Let $ f(z)= \begin{cases} 1,& \text{if } |z|<\frac{1}{2}\\ 0, & \text{if} |z-2| <\frac{1}{2} \\ 0, & \text{if} |z-3| <\frac{1}{2} \end{cases}$
Let \begin{equation*} A = \begin{pmatrix} 4 & 1 & 0 & -4 & 0 & 0\\ 0 & 4 & -1 & 0 & -4 & 2\\ 0 & 0 & 6 & 0 & 0 & -6\\ 2 & 0 & 0 & -2 & 1 & 0\\ 0 & 2 & -1 & 0 & -2 & 2\\ 0 & 0 & 3 & 0 & 0 & -3\\ \end{pmatrix}\end{equation*}
Find $f(A)$.
Attempt:
We know that $\mathbb{C}^6$ is a Hilbert space. and $B(\mathbb{C}^6) \simeq \mathbb{M_6}$. So we can consider $A$ as a function in $B(\mathbb{C}^6)$
And we can write $Ae_j= \sum_{n=1}^6a_n e_n$, where $(e_n)$ is the orthonormal basis for $\mathbb{C}^6$.
Also I know that the spectrum $\sigma(A)= \{\text{eigenvalues of} A \}$
From here I'm not sure how to proceed.
I'm trying to solve this using Banach Algebra point of view. But any other suggestions will be much appreciated too!

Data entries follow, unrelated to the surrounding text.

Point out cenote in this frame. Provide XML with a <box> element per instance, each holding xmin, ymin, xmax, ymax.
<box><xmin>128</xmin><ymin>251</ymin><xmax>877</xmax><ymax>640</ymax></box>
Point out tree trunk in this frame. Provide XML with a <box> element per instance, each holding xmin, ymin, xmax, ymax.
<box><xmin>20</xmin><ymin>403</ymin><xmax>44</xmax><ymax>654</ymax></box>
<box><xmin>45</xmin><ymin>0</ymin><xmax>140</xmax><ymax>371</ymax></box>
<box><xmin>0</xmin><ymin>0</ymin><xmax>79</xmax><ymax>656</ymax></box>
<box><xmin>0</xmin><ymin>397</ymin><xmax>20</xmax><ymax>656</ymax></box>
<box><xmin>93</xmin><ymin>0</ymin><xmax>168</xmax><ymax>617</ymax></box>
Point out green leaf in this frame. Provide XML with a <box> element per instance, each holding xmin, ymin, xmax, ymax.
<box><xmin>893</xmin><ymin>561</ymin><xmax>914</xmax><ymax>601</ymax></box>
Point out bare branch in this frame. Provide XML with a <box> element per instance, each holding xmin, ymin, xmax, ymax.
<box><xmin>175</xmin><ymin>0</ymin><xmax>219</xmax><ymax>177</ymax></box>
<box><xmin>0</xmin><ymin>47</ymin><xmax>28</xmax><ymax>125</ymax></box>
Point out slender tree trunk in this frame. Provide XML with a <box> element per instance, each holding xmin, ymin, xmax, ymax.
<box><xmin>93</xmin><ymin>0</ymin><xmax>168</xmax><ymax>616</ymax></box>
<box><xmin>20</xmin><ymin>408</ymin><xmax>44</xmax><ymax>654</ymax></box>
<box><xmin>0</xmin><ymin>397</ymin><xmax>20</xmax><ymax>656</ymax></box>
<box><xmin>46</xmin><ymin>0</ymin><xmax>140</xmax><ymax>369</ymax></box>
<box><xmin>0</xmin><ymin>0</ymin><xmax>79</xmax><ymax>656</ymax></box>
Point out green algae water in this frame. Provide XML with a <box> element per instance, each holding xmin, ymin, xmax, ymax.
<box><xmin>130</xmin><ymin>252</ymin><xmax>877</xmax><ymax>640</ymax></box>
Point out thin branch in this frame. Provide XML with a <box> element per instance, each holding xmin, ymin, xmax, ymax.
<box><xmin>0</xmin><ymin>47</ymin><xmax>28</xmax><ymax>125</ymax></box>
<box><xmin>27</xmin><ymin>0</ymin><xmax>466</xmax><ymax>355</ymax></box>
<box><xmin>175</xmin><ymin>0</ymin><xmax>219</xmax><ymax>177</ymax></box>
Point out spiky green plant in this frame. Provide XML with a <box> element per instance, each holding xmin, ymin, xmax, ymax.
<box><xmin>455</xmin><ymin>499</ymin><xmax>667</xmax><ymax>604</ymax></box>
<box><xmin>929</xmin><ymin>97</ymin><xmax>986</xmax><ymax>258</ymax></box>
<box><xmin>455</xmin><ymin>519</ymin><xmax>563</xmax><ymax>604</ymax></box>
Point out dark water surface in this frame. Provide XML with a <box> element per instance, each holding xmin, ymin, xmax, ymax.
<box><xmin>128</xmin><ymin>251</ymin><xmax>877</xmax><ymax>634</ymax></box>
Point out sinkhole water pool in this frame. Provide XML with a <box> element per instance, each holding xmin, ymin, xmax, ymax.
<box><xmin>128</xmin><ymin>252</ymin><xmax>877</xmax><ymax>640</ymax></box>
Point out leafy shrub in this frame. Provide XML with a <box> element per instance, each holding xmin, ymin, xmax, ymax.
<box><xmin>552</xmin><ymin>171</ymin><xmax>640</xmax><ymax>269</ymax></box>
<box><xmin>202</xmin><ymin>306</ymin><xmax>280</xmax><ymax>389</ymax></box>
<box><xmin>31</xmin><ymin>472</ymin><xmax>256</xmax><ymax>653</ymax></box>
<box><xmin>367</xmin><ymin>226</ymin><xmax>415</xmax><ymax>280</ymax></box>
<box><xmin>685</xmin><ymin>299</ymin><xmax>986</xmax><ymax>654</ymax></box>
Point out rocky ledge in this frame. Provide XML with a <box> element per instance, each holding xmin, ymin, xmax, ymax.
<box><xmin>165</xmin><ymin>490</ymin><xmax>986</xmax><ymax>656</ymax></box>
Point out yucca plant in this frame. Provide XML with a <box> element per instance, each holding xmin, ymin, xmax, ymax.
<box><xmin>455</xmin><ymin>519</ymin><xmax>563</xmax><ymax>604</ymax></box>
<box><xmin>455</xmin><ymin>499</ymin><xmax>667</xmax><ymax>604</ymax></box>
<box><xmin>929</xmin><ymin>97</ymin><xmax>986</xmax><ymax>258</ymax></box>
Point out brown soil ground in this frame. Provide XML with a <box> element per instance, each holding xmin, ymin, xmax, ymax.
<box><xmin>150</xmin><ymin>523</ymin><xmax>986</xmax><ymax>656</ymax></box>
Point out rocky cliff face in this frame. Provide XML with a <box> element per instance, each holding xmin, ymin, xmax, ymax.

EDIT: My apologies, there was a typo in the original question. Now corrected
Thank you!
Important edit: I just realized that $A$ is not a normal matrix. The technique below would work in general for a normal matrix, however I am not sure how $f(A)$ is even defined for a non-normal matrix. The continuous (or Borel for von Neumann algebras) functional calculus makes sense for normal elements only, as far as I remember.
Original Post:
Plugging the matrix in a calculator, you get the eigenvalues: $\sigma(A)=\{0,2,3\}$. The function $f$ you are defining is not defined on $0$, so I will write $c=f(0)$. If you can find a polynomial $p(z)$ such that $p(0)=c$, $p(2)=f(2)=0$ and $p(3)=f(3)=0$, (for example $p(z)=\frac{c}{6}(z-2)(z-3)$ is such a polynomial) then since $f=p$ on $\sigma(A)$ we have that $f(A)=p(A)$. But $p(A)$ is easily computed, for example if $p$ is the polynomial I mentioned earlier then $$p(A)=\frac{c}{6}(A-2I)(A-3I).$$